Magnesium is one of the most heavily promoted supplements in running, sold for cramps, sleep, recovery and performance, usually on the claim that “most people are deficient”. It is a real and important mineral, involved in hundreds of reactions including energy metabolism, nerve conduction and muscle contraction. The gap is between that physiology and what a supplement does for a well-fed runner, which is the same pattern the bundle applies to any supplement claim.
Who is actually at risk
A genuine magnesium deficiency does impair exercise, so the mineral is not irrelevant. The question is who is short of it. Frank deficiency is uncommon in people eating a varied diet, but some runners are more exposed: those on restricted or low-energy diets, those in low energy availability or RED-S, and, to a smaller degree, heavy trainers, because exercise raises both urinary and sweat losses (Heffernan et al. 2019). The risk tracks poor or restricted intake more than the act of running itself. This is the real lever: identifying and correcting a shortfall, ideally through food.
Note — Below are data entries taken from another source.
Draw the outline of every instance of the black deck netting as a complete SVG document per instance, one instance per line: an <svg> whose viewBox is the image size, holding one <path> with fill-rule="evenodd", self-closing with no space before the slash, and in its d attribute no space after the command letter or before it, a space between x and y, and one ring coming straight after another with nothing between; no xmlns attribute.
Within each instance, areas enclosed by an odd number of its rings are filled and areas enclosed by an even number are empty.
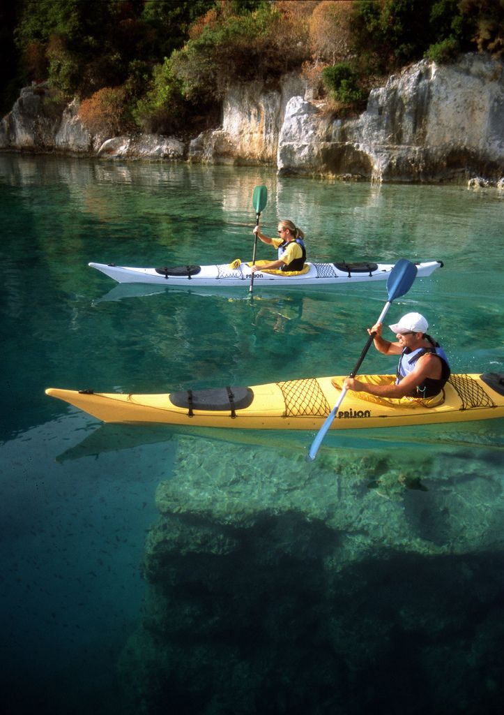
<svg viewBox="0 0 504 715"><path fill-rule="evenodd" d="M218 278L243 278L243 272L241 266L230 268L228 263L221 263L217 266Z"/></svg>
<svg viewBox="0 0 504 715"><path fill-rule="evenodd" d="M462 410L495 406L490 395L468 375L452 375L448 382L455 388L462 401Z"/></svg>
<svg viewBox="0 0 504 715"><path fill-rule="evenodd" d="M317 278L334 278L336 275L332 263L313 263L312 265L317 270Z"/></svg>
<svg viewBox="0 0 504 715"><path fill-rule="evenodd" d="M331 412L331 407L317 380L291 380L276 384L283 395L286 417L302 415L327 417Z"/></svg>

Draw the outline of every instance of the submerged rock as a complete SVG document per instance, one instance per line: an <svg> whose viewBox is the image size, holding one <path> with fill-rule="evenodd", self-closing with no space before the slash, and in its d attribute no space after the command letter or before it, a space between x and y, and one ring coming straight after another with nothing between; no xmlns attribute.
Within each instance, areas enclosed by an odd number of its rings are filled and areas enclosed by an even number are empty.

Performance: no endurance benefit
In runners who are not deficient, supplementing magnesium does not improve endurance. A systematic review found no evidence that magnesium enhances endurance capacity, and only modest, inconsistent and status-dependent signals for some strength and power measures, mostly in untrained people (Heffernan et al. 2019). It is not among the few supplements with consistent performance evidence in the IOC consensus. For a runner eating adequately, more magnesium does not buy more performance.
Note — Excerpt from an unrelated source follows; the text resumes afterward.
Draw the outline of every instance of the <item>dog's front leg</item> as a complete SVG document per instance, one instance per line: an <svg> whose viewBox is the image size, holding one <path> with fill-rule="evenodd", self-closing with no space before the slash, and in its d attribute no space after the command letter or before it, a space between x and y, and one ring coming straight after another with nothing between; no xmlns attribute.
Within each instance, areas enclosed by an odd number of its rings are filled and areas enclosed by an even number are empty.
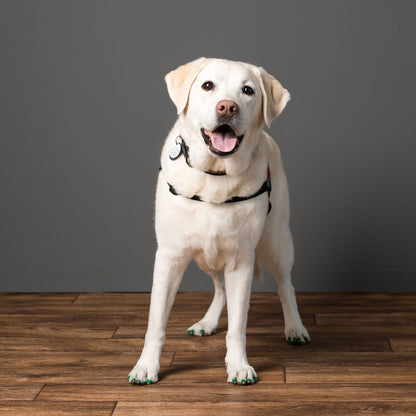
<svg viewBox="0 0 416 416"><path fill-rule="evenodd" d="M257 374L247 360L246 327L253 280L254 258L244 261L231 271L224 273L227 295L228 332L227 364L228 382L234 384L252 384Z"/></svg>
<svg viewBox="0 0 416 416"><path fill-rule="evenodd" d="M166 323L189 259L158 249L153 274L149 322L142 354L128 376L133 384L156 383L160 355L166 339Z"/></svg>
Cramps: the marketing’s weakest claim
The cramp claim is the one magnesium is sold on hardest and supported on least. A Cochrane review concluded that magnesium is unlikely to be effective for ordinary muscle cramps at any dose, and found no trials at all in people who cramp while exercising (Garrison et al. 2020). This fits the wider picture that exercise-associated cramp is driven by fatigue-related neuromuscular control, not electrolyte depletion (Schwellnus). Taking magnesium to stop running cramps is treating the wrong mechanism.
Sleep: a thin signal
The sleep claim is the most defensible of the marketed uses, but only just. A systematic review found mostly positive but inconsistent results across small, heterogeneous trials of varied dose and form, and judged magnesium likely useful mainly in people with low baseline status (Rawji et al. 2024). The observational links are stronger than the trial evidence. If sleep is the goal, the high-return habits there matter far more than a magnesium tablet.
Practical guidance
- Food first. Adults need roughly 300 to 420 mg a day, well covered by leafy greens, nuts, seeds, wholegrains, legumes and dark chocolate. The higher food volume that training appetite drives makes a shortfall less likely, not more.
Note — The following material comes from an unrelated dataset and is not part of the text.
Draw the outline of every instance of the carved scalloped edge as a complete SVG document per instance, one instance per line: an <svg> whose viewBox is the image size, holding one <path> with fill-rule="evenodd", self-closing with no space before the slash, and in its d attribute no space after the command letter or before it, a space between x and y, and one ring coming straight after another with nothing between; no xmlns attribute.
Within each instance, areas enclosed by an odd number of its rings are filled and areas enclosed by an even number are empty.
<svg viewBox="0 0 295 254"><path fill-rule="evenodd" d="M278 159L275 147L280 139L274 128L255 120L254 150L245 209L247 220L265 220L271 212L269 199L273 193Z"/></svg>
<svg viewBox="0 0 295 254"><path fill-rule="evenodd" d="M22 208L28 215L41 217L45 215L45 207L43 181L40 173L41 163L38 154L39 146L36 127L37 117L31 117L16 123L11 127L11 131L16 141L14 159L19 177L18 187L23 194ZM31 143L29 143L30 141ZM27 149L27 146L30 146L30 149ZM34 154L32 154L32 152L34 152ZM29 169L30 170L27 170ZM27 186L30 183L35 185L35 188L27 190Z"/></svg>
- Supplement only a likely deficiency, ideally one flagged by a restricted diet, low energy availability or a blood test rather than guessed at, and bear in mind serum magnesium is an imperfect marker of body stores.
- Mind the form and the dose. Magnesium oxide is poorly absorbed; glycinate and citrate are better tolerated. High doses, especially oxide and citrate, cause diarrhoea and nausea (Garrison et al. 2020), and routinely megadosing is pointless if you are already replete.
Keep it in proportion
Magnesium is cheap, generally safe at sensible doses, and worth correcting if your diet is genuinely short. But it is not a performance aid, a cramp cure or a substitute for sleep and adequate fuelling, and the confident marketing to that effect is not backed by the evidence.